Citrus grove in Sunset zone 19
My experience with Sunset zones is that they are very useful. My section of Sunset zone 19 is classified as USDA zone 10. USDA says I should be able to grow fuchsias and tuberous begonias. Sunset says that they do not do well here. I have tried them both and found that Sunset is correct. Of course even Sunset zones have limitations. You may find that your yard has microclimates that do not fit your indicated Sunset zone.
How does one use Sunset zones? Go to the Sunset website, the book Sunset National Garden Book, or Sunset Western Garden Book. In using the web site, go to the Plant Finder site, and click on "Find My Sunset Climate Zone". A map of all of the zones will come up and you can click on it to enlarge the regions if desired. After finding your zone, go back to the Plant Finder page and you can sort and search for appropriate plants by checking off the characteristics of interest or you can search for a specific plant by putting the name in the "Find" box. The books are organized into sections. First there is a section of maps and descriptions of the zones. Then there is guide on choosing plants for specific situations, for example, plants for shade or plants that attract butterflies. The bulk of the book is a listing in alphabetical order of thousands of plant species and varieties, with a short description of the plant and its growing requirements and the zones for which it is appropriate. At the end of the book there is a short gardening encyclopedia.

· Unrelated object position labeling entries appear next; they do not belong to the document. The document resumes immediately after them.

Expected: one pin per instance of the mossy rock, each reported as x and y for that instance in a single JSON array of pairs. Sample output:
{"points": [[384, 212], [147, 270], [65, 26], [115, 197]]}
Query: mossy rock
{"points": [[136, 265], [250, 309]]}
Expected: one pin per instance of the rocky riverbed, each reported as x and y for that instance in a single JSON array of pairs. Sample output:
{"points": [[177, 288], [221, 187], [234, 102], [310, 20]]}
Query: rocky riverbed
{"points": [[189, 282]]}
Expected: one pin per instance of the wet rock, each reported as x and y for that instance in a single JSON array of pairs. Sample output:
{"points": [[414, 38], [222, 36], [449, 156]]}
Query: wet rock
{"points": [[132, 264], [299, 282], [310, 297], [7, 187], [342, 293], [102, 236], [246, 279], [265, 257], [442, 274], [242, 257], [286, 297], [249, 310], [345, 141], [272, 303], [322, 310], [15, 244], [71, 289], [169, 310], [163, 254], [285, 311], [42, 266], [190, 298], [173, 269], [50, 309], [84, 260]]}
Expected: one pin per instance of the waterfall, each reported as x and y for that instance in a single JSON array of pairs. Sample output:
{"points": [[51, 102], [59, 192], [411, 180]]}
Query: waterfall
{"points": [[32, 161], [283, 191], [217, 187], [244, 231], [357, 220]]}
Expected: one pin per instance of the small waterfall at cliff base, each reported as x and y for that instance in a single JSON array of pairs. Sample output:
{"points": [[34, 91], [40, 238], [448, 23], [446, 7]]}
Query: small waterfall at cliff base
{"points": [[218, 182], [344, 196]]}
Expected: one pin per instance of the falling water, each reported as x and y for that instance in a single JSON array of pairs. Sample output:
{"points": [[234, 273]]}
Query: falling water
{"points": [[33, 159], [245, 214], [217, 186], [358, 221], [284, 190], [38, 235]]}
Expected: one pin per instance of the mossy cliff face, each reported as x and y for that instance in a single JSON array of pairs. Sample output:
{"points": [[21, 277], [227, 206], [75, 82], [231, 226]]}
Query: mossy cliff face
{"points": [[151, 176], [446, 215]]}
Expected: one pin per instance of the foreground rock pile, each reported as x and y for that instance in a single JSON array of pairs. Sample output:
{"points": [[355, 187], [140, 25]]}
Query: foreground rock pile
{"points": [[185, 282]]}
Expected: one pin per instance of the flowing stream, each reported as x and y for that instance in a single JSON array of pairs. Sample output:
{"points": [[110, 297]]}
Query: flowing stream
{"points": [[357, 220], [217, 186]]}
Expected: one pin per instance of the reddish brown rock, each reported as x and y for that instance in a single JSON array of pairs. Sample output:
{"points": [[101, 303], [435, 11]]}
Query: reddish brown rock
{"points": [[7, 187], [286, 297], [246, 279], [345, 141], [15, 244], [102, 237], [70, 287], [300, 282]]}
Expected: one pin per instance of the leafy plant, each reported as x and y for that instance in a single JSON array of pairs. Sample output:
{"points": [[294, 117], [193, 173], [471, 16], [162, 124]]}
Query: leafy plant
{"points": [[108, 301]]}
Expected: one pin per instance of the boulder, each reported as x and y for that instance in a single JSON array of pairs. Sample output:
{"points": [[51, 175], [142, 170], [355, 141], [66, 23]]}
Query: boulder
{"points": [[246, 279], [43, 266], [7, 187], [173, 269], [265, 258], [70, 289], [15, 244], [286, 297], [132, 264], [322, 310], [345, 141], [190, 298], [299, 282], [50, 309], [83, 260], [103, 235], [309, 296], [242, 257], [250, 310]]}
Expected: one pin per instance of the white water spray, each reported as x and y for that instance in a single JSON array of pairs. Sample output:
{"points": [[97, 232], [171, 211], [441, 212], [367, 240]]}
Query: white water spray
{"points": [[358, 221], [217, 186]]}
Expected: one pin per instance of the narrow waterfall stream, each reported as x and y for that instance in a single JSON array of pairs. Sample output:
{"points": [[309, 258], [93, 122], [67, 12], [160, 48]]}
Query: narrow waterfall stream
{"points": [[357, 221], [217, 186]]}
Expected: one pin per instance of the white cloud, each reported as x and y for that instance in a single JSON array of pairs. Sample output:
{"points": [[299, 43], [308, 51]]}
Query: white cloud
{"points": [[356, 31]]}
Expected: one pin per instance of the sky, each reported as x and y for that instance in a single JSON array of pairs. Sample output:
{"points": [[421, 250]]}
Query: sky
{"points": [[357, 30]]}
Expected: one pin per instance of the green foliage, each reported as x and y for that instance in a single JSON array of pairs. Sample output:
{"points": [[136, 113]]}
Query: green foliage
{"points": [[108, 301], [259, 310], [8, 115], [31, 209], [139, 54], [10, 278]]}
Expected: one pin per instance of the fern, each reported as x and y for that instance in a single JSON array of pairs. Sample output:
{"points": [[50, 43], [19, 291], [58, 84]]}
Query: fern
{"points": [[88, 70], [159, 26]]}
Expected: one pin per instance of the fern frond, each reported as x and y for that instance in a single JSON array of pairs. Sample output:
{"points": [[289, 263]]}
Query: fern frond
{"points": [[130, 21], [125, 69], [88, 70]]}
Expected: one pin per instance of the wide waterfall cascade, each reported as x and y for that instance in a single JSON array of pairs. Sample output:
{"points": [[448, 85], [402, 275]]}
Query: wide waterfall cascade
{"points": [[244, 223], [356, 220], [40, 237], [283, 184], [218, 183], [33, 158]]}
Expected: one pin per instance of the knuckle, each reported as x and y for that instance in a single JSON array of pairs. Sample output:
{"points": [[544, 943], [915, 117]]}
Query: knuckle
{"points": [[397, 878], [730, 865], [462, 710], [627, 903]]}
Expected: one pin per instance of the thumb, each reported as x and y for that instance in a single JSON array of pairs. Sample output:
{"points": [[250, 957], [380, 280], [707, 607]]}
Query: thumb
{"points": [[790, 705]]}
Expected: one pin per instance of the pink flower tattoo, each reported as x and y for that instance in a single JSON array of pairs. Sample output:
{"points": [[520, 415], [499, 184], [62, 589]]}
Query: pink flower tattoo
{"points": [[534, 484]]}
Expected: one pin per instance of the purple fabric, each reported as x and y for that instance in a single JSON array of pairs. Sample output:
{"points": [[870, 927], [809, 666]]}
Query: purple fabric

If you live in an area where winter cold is not your biggest gardening challenge or if you would just like more information, investigate the Sunset zones. The online information is free. My experience has been that the western book is commonly sold in bookstores and in some nurseries and of course both books are sold by online dealers. Many copies and editions of these books have been printed and used books are readily available.